In the past few months, as lots have reopened for business, the pace of auto e-commerce has only increased, signaling a more fundamental change in the way Americans buy cars.
Gone are the days when people needed to lay eyes on a vehicle. With online videos and a cottage industry of semiprofessional auto critics, it is possible to get a really good look at a model via smartphone.
Precision engineering and gains in manufacturing technology have made vehicles remarkably reliable — just scan J.D. Power’s annual reliability report for reassurance. And most sales, even used vehicles, are backstopped by gracious warranty programs.
For the skeptics, Shift still offers test drives, and Carvana and Vroom have seven-day return periods, as well as robust warranties. Carvana also offers a 100-day “worry-free” guarantee to repair any major problems.
While the momentum in the digital auto market is not particularly mysterious, it did require a catalyst.
The new platforms for selling vehicles were designed to improve what is widely seen as a painful process.

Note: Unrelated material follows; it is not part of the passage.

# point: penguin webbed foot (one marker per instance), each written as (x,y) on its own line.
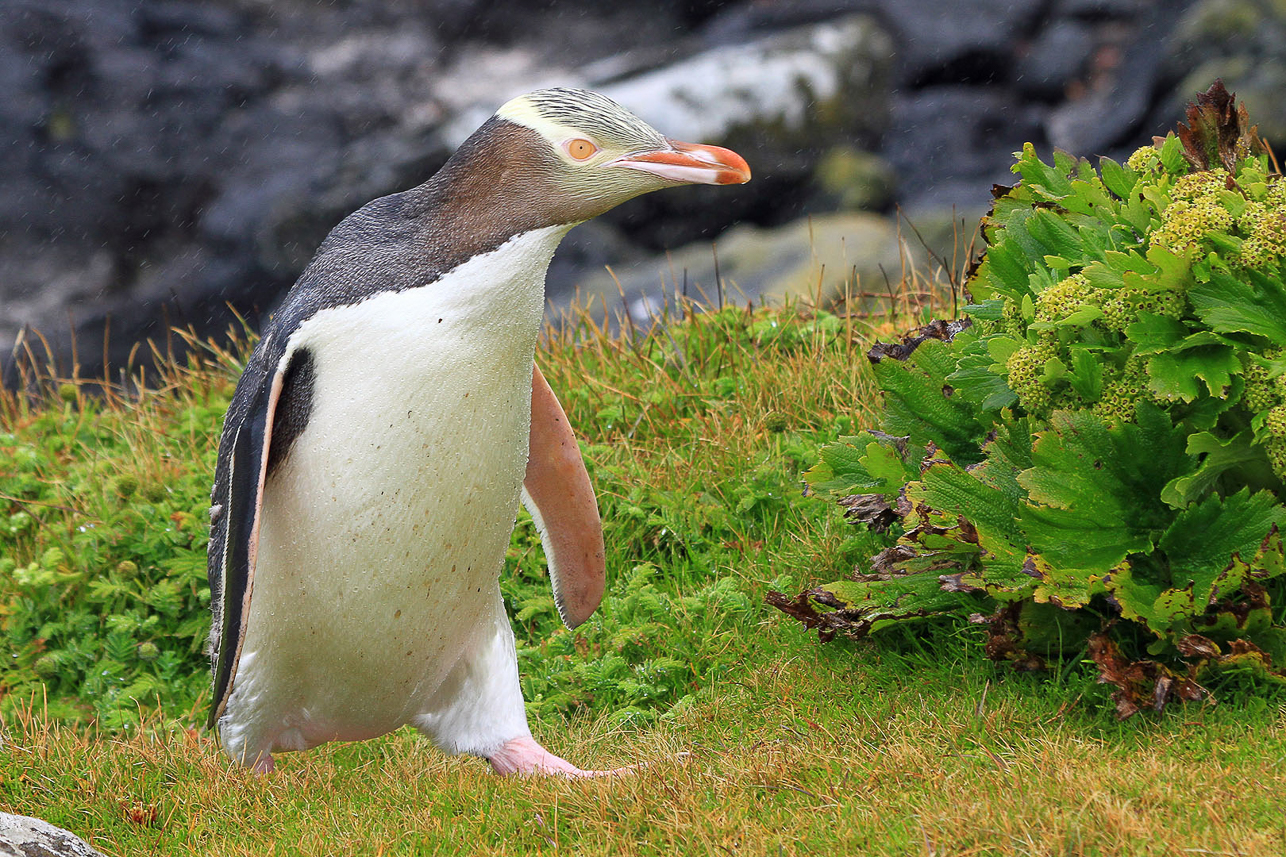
(525,757)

Auto dealerships do not make the majority of their money on an inflated window sticker. Rather, it is an array of more subtle upcharges and fees, from warranty plans to finance referrals.
The average US dealership sells about 37 vehicles per week, according to the North American Dealers Association. On a new car or truck they make a gross profit of about US$2,010. About one-quarter of a dealer’s profit comes from new vehicles, while slightly more comes from used vehicles. The rest — roughly half — comes from fees tied to service, parts, warranties and financing.
“The traditional used-car dealership offers an inferior service,” Vroom chief executive officer Paul Hennessy said. “COVID hasn’t made our business successful, it has made it more successful.”